Making A Better Life Thru Ponzi Schemes

Founded in 2008 by Coral Rose Grant, TSTLC’s stated mission is to help people “live their best lives” and, ultimately, make a career out of teaching others the same.

This week, it is the subject of a major class-action lawsuit led by two former clients, Cheri Lucas and April Fisher—the latter of whom taught classes for TSTLC. Together, the two allege that the company was part of a Ponzi scheme devised by Coral and her husband, Mac, in which they pocketed investor money totaling anywhere from $8 million to $20 million, using it to “live like royalty.”

Charging people hundreds of dollars to help them find the “life of their dreams,” they instead used it to live out their own. The mastermind behind the scheme, the two claim, was a “career fraudster and federal felon” Kevin Trudeau, the “infomercial king” who is serving time in prison for diet books. Coral, they say, not only visited Trudeau in prison, but spent money trying to get him released.

Filed on behalf of “all persons who have entered into ‘coaching contracts’ or ‘investor contracts’ with any of the defendants,” Lucas and Fisher are asking for $30 million total in damages for fraud, theft, and racketeering, as well as gross negligence and deceptive trade.

The claim paints a grim picture of scam, with the master coaches turning clients into players—stripping them of hundreds of thousands of dollars and feeding them lies about “happiness.”

On TSTLF’s website users are greeted by the words “Become a Life Coach” in enormous white letters. Their definition of “living your best life” seems fairly broad. “From a middle aged soccer mom looking to lose a few pounds to an upper level executive looking to negotiate a seven-figure business deal, you will possess the confidence, skill and knowledge required to make you an invaluable resource in the lives of your Life Coaching clients,” their certification page reads. “As a Life Coaching Professional, you can demand anywhere from $75 to $500 per hour.”

Where the breakdown seems to have happened, according to the complaint, is what the Grants’ call a “commission agreement.” Essentially a “coaching contract,” the lawsuit explains it as a “commission percentage or fee” rewarded to coaches who either recruited coaching clients or taught coaching classes themselves. It’s money, they say, that never came.

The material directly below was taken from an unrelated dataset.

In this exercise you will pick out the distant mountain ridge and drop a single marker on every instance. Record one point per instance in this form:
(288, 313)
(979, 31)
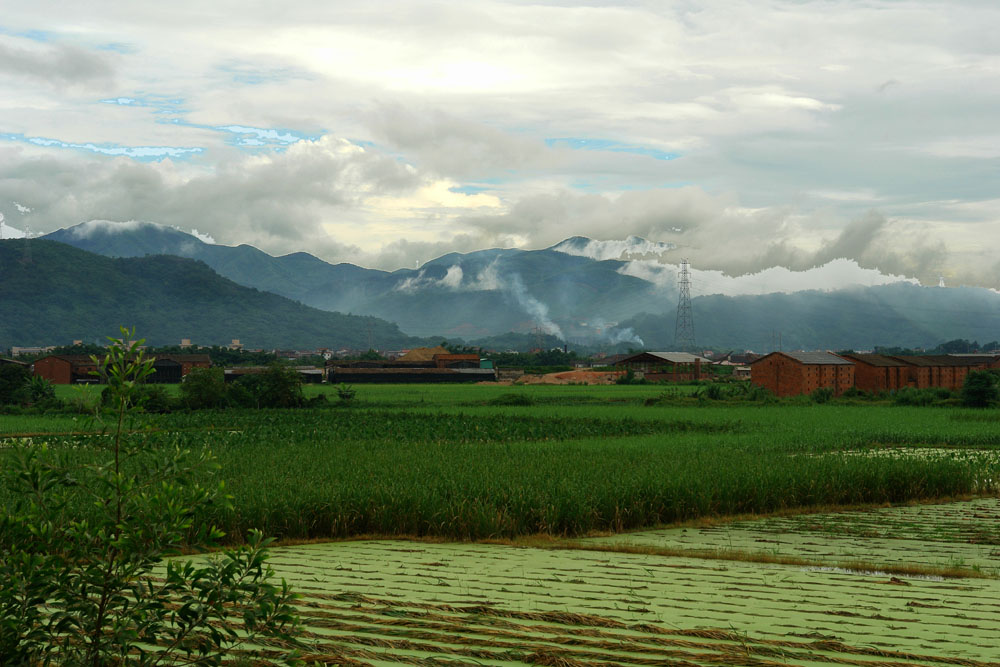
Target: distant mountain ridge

On top of this, the Grants also “invited people (coaches, members, clients) to become ‘investors,’ i.e. give them flat sums in exchange for non-specific future returns.” Returns that, according to the plaintiffs, never panned out. Instead, Lucas and Fisher said the Grants pocketed the money owed to coaches and the money given by investors.

After spending all of the money that they’d pocketed from investors and commission fees, the Grants allegedly started opening up smaller companies and telling clients to direct their money there. Before doing so, they canceled previous contracts, citing “recent events,” and noting that investors would not be able to collect their money.

If the Grants set out to help people live their best lives, they may have gotten lost along the way. According to the plantiffs’ attorneys, the two went as far as to steal from clients’ life savings. “Coral and Mac Grant took advantage of a lot of people,” they told The Daily Beast. “They took millions of dollars with no intention of giving it back.”